Editor’s update from BuzzFeedA Canadian man who put a bison calf at Yellowstone National Park in his SUV, forcing officials to later euthanize it, has pleaded guilty and will be fined. Shamash Kassam picked up the bison calf because he thought it looked cold and assumed "it would have been roadkill" if he did not intervene. Thursday, Kassam pleaded guilty to a wildlife violation charge and was fined a total of $735, according to KTWO.
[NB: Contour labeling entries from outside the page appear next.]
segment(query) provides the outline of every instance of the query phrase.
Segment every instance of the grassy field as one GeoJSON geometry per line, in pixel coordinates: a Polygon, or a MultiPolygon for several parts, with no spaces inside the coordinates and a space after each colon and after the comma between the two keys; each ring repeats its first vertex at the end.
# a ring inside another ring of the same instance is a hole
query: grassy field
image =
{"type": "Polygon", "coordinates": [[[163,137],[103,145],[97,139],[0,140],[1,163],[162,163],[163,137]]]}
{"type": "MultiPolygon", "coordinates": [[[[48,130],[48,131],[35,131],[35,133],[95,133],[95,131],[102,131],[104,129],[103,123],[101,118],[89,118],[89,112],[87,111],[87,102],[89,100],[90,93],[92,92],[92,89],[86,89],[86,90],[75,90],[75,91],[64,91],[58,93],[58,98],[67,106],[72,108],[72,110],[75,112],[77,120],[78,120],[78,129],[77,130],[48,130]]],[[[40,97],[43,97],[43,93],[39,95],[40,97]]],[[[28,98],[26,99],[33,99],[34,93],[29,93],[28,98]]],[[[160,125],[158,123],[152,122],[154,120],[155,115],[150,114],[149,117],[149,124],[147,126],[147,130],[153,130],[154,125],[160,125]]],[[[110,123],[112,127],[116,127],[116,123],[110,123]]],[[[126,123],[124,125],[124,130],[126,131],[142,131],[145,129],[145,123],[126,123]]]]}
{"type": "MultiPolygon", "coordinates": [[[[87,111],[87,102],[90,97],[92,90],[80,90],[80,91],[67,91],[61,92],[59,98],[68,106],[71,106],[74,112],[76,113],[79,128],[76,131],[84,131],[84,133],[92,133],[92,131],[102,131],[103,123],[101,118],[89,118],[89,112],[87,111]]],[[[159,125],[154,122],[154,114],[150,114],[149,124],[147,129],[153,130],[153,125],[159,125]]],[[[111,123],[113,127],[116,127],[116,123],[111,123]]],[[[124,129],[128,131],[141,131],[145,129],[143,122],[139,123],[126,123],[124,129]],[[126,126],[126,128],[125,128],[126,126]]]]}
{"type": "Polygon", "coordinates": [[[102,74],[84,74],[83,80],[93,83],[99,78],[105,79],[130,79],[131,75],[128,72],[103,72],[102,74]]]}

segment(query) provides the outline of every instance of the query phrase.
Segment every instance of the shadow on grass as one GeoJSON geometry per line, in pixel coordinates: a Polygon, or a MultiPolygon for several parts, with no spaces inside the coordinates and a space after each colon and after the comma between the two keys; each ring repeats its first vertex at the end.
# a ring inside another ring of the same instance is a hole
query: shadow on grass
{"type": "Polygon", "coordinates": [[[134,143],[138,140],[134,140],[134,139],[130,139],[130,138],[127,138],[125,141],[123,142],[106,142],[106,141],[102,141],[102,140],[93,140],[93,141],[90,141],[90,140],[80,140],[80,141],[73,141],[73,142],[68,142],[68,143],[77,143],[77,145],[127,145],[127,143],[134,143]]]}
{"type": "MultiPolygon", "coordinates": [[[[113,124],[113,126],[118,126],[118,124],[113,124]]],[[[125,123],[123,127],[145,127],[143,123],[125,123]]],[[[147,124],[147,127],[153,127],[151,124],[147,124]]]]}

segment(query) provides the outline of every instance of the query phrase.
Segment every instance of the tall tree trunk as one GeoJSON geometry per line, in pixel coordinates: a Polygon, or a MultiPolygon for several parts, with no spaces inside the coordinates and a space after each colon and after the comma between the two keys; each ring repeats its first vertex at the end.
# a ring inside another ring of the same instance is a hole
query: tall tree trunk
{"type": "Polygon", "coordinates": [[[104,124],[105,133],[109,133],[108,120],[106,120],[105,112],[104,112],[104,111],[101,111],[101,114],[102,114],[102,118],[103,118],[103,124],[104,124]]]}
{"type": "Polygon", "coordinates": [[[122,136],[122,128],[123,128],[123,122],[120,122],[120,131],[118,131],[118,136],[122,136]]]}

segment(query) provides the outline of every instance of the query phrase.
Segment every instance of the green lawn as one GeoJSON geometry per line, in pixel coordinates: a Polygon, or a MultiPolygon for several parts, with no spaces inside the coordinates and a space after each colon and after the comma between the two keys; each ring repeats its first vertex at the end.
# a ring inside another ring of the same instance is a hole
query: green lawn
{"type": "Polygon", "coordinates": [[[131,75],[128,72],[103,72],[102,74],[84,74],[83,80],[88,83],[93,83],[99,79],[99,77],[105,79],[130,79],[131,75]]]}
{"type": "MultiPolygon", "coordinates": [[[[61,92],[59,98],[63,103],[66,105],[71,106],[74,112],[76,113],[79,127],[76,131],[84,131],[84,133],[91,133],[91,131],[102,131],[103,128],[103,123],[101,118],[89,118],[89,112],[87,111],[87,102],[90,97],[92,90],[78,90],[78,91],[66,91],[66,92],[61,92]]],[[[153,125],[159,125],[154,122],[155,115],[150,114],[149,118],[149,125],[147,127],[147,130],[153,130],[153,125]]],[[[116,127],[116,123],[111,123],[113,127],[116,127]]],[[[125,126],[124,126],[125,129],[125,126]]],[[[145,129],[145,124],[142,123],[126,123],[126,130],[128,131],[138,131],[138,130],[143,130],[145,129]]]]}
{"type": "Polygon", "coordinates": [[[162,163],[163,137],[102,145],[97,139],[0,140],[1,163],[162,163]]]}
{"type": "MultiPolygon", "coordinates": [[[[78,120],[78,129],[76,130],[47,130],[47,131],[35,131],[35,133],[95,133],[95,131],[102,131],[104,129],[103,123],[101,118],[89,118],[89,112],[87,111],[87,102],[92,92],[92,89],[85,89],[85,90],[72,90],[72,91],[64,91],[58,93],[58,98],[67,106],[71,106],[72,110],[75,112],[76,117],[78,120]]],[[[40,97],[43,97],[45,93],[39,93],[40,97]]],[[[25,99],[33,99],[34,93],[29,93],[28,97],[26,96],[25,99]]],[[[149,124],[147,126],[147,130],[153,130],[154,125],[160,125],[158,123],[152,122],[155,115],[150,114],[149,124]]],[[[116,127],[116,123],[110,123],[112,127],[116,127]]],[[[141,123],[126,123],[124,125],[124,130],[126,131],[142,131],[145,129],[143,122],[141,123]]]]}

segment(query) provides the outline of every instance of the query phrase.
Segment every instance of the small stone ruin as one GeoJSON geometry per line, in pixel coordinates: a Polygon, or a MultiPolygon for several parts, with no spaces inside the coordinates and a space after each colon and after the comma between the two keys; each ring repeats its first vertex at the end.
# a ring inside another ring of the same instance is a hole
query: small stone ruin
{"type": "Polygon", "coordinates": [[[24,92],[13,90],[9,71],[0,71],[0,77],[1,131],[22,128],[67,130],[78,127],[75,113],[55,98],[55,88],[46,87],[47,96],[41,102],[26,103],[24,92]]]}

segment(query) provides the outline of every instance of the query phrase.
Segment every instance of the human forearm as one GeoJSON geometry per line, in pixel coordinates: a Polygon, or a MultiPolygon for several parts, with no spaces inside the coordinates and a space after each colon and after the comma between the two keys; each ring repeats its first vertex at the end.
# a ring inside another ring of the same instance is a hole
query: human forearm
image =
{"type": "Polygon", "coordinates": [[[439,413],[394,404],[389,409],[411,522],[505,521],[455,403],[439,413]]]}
Devon Balwit walks in all weather. In her most recent collection, Spirit Spout [Nixes Mate Books, 2023], she romps through Melville’s Moby Dick.

Friday, May 26, 2023

NOT QUITE SYNONYMS

by Paul Hostovsky




The name-sign for Ron DeSantis
in American Sign Language
is exactly the same as the sign 
for Satan, according to my deaf
informants at the Florida School
for the Deaf and the Blind
in St. Augustine. The etymology
of that name-sign may have something to do
with the visual similarity (deaf people 
are intensely visual, after all) between 
the letters in Satan and the letters in Santis, 
or it may have something to do 
with the similarity of their policies–
for example, their shared affinity
for burning, and also their preference
for darkness and the benighted 
over the light of day and the being fully 
awake. Bottom line, if you ever happen
to eavesdrop on some deaf people 
animatedly signing about Ron DeSantis,
it would be a forgivable and understandable mistake
if you thought they were talking about Satan,
because although they're not quite synonyms
they are unmistakably homonyms in ASL.


Paul Hostovsky makes his living in Boston as a sign language interpreter. His newest book of poems is Pitching for the Apostates (forthcoming, Kelsay Books).